Therapeutic modulation of coagulation and fibrinolysis in acute lung injury and the acute respiratory distress syndrome

Abstract

Acute respiratory distress syndrome (ARDS) and acute lung injury (ALI) are characterized by excessive intraalveolar fibrin deposition, driven, at least in part by inflammation. The imbalance between activation of coagulation and inhibition of fibrinolysis in patients with ALI/ARDS favors fibrin formation and appears to occur both systemically and in the lung and airspace. Tissue factor (TF), a key mediator of the activation of coagulation in the lung, has been implicated in the pathogenesis of ALI/ARDS. As such, there have been numerous investigations modulating TF activity in a variety of experimental systems in order to develop new therapeutic strategies for ALI/ARDS. This review will summarize current understanding of the role of TF and other proteins of the coagulation cascade as well the fibrinolysis pathway in the development of ALI/ARDS with an emphasis on the pathways that are potential therapeutic targets. These include the TF inhibitor pathway, the protein C pathway, antithrombin, heparin, and modulation of fibrinolysis through plasminogen activator- 1 (PAI-1) or plasminogen activators (PA). Although experimental studies show promising results, clinical trials to date have proven unsuccessful in improving patient outcomes. Modulation of coagulation and fibrinolysis has complex effects on both hemostasis and inflammatory pathways and further studies are needed to develop new treatment strategies for patients with ALI/ARDS.

Fig. (1)

The extrinsic coagulation pathway, the anticoagulant pathway and the fibrinolytic pathway. Activation of TF results in activation of coagulation factors and generation of thrombin from prothrombin ultimately leading to fibrin formation and deposition. The endogenous inhibitor TFPI limits the action of TF. AT degrades Factor Xa and thrombin while heparin sulfate inhibits thrombin-mediated activation of fibrinogen. The anticoagulant mediator Protein C is activated by thrombin binding to TM to generate APC which, along with Protein S, degrades Factor Va. APC also limits PAI-1 activity which inhibits the fibrinolytic mediators u-PA and t-PA from generating plasmin which degrades fibrin into FDPs. TF, tissue factor; TFPI, tissue factor pathway inhibitor; Factor VIIa, activated Factor VII; Factor Xa, activated Factor X; Factor Va; activated Factor V; AT, antithrombin; TM, thrombomodulin; APC, activated protein C; PAI-1, plasminogen activator inhibitor-1; u-PA, urokinase plasminogen activator; t-PA, tissue plasminogen activator; FDP, fibrin degradation product.

Fig. (2)

Comparison of plasma and pulmonary oedema fluid levels of tissue factor (TF) and clot time in patients with acute lung injury/acute respiratory distress syndrome (ALI/ARDS) and control patients with hydrostatic pulmonary edema (HYDRO). (A, B) Boxplots of TF protein levels in (A) edema fluid and (B) plasma measured by ELISA. TF protein levels in pulmonary edema fluid were significantly higher in ALI/ARDS vs HYDRO (*p = 0.012, Mann - Whitney U test) and TF protein levels in plasma were significantly higher in ALI/ARDS vs HYDRO (**p = 0.02, Mann - Whitney U test).

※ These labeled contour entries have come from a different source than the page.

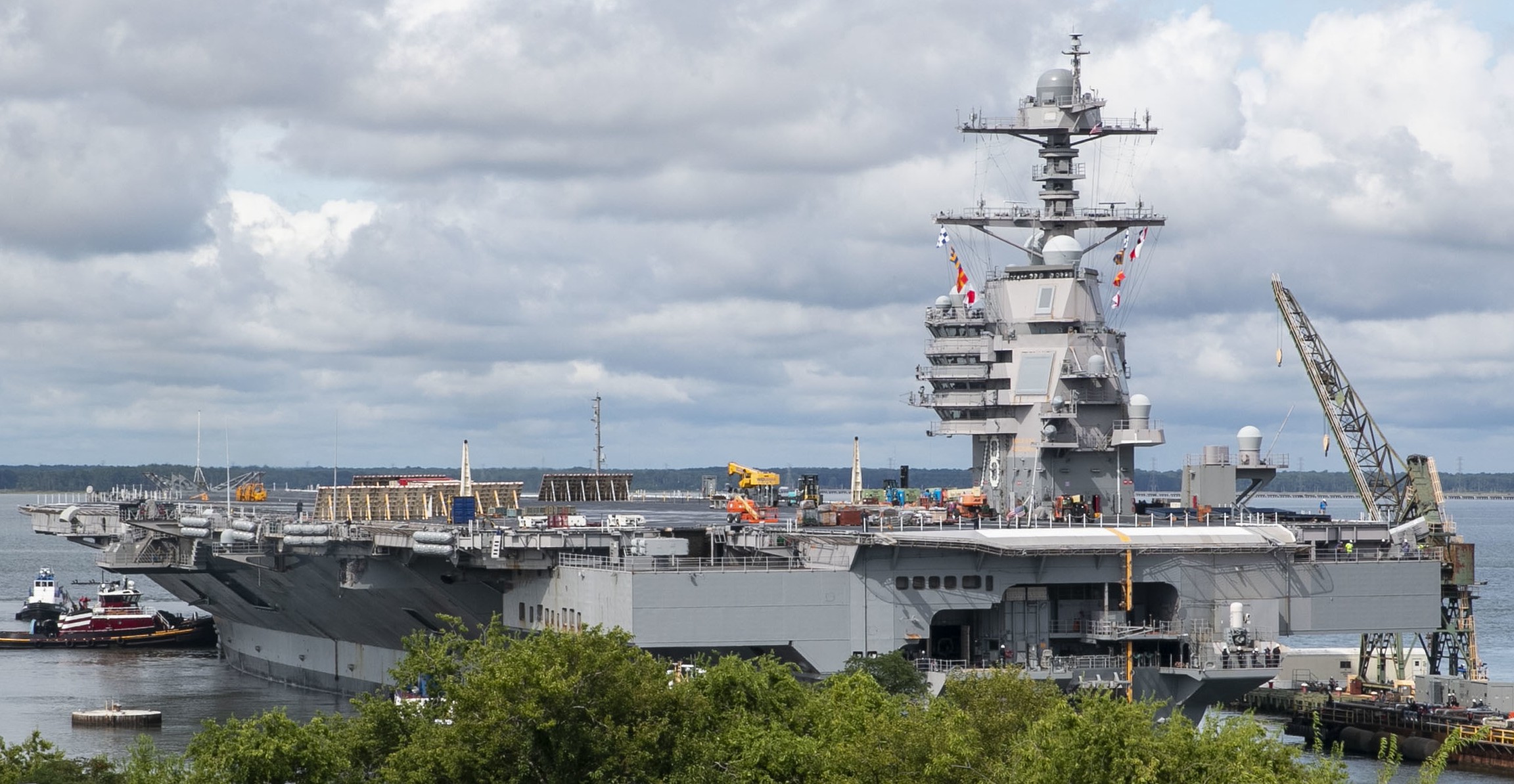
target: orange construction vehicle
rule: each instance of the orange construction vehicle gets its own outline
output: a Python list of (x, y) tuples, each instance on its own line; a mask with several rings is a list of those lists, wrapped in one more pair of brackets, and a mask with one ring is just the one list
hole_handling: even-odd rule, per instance
[(759, 507), (751, 498), (737, 495), (725, 502), (725, 522), (778, 522), (778, 510), (775, 507)]

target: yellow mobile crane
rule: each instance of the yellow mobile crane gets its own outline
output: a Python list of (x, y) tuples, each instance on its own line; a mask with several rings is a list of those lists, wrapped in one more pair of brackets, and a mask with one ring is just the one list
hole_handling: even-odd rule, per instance
[(783, 481), (777, 472), (759, 471), (755, 468), (746, 468), (740, 463), (728, 463), (725, 466), (725, 474), (728, 477), (740, 477), (742, 480), (736, 487), (757, 501), (760, 506), (775, 506), (778, 502), (778, 483)]
[[(1450, 525), (1435, 460), (1422, 454), (1411, 454), (1408, 460), (1399, 459), (1329, 348), (1325, 348), (1325, 341), (1314, 331), (1304, 307), (1293, 298), (1293, 292), (1282, 288), (1278, 275), (1272, 275), (1272, 295), (1278, 301), (1282, 319), (1288, 324), (1288, 334), (1299, 350), (1304, 369), (1310, 374), (1310, 383), (1320, 398), (1325, 418), (1367, 513), (1390, 525), (1423, 519), (1422, 540), (1441, 551), (1440, 628), (1419, 634), (1417, 640), (1425, 648), (1431, 675), (1464, 672), (1467, 678), (1487, 680), (1482, 660), (1478, 657), (1476, 627), (1472, 618), (1472, 599), (1476, 598), (1473, 545), (1463, 542), (1455, 533), (1455, 525)], [(1281, 365), (1282, 350), (1278, 351)], [(1408, 657), (1400, 634), (1361, 636), (1363, 681), (1367, 680), (1367, 661), (1373, 654), (1378, 657), (1376, 683), (1385, 683), (1384, 670), (1390, 658), (1397, 669), (1396, 678), (1405, 677)]]

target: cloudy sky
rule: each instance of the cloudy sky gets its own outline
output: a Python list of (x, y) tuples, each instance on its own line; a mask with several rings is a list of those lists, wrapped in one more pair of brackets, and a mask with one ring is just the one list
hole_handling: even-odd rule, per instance
[(1400, 453), (1514, 471), (1514, 15), (1254, 6), (8, 3), (0, 463), (192, 462), (203, 412), (209, 465), (587, 465), (598, 394), (618, 468), (967, 465), (904, 404), (931, 215), (1031, 200), (954, 127), (1078, 30), (1163, 129), (1084, 147), (1169, 216), (1142, 468), (1285, 418), (1341, 468), (1276, 272)]

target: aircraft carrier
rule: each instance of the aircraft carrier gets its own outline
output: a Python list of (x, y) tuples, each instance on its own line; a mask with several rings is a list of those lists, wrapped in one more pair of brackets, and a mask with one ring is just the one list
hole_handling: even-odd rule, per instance
[(456, 616), (521, 634), (621, 627), (671, 658), (772, 652), (816, 677), (898, 649), (937, 677), (1017, 664), (1198, 716), (1276, 675), (1281, 636), (1443, 628), (1444, 540), (1382, 516), (1249, 509), (1282, 463), (1252, 427), (1234, 457), (1208, 445), (1188, 460), (1182, 509), (1136, 501), (1136, 450), (1164, 433), (1129, 389), (1093, 259), (1164, 218), (1079, 207), (1075, 185), (1081, 144), (1155, 129), (1104, 117), (1076, 38), (1066, 54), (1014, 115), (960, 127), (1037, 145), (1042, 206), (936, 216), (952, 256), (955, 232), (1023, 251), (924, 312), (911, 403), (934, 412), (933, 436), (970, 442), (977, 498), (949, 513), (872, 509), (849, 528), (533, 515), (518, 487), (471, 483), (466, 459), (457, 478), (322, 487), (298, 515), (153, 498), (23, 512), (212, 613), (233, 667), (333, 692), (388, 686), (403, 637)]

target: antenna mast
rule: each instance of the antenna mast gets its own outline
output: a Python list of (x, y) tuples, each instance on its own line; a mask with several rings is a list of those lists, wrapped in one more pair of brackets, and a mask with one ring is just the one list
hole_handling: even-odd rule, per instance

Note that TF levels in edema fluid (A) are more than 100 - fold higher than simultaneous levels in plasma (B) in both patient groups. (C, D) Boxplots of clot time measured by recalcification time of normal plasma mixed with pulmonary edema fluid from patients with ALI/ARDS or HYDRO in the absence (C) or presence (D) of a TF blocking antibody. Clot time was significantly longer in plasma mixed with edema fluid from patients with HYDRO vs ALI/ARDS (†p = 0.006, Mann - Whitney U test), and this difference was negated when TF activity was blocked (p = 0.095, Mann - Whitney U test). Reproduced with permission from [The alveolar epithelium can initiate the extrinsic coagulation cascade through expression of tissue factor, JA Bastarache, L Wang, T Geiser, Z Wang, K Albertine, M Matthay and LB Ware, 62(7), 608-16, 2007] BMJ Publishing Group LTD.¹⁶

Fig. (3)

Fibrinolytic activity in human serial ARDS BAL samples. Fibrinolytic activity measured by the ¹²⁵I-fibrin plate assay is indicated in box plot format. Data from 7 normal control patients are shown for comparison. Reproduced with permission from Serial abnormalities of fibrin turnover in evolving adult respiratory distress syndrome, S Idell, KB Koenig, DS Fair, TR Martin, J McLarty and RJ Maunder, 261, L240-248, 1991] from AJP [87].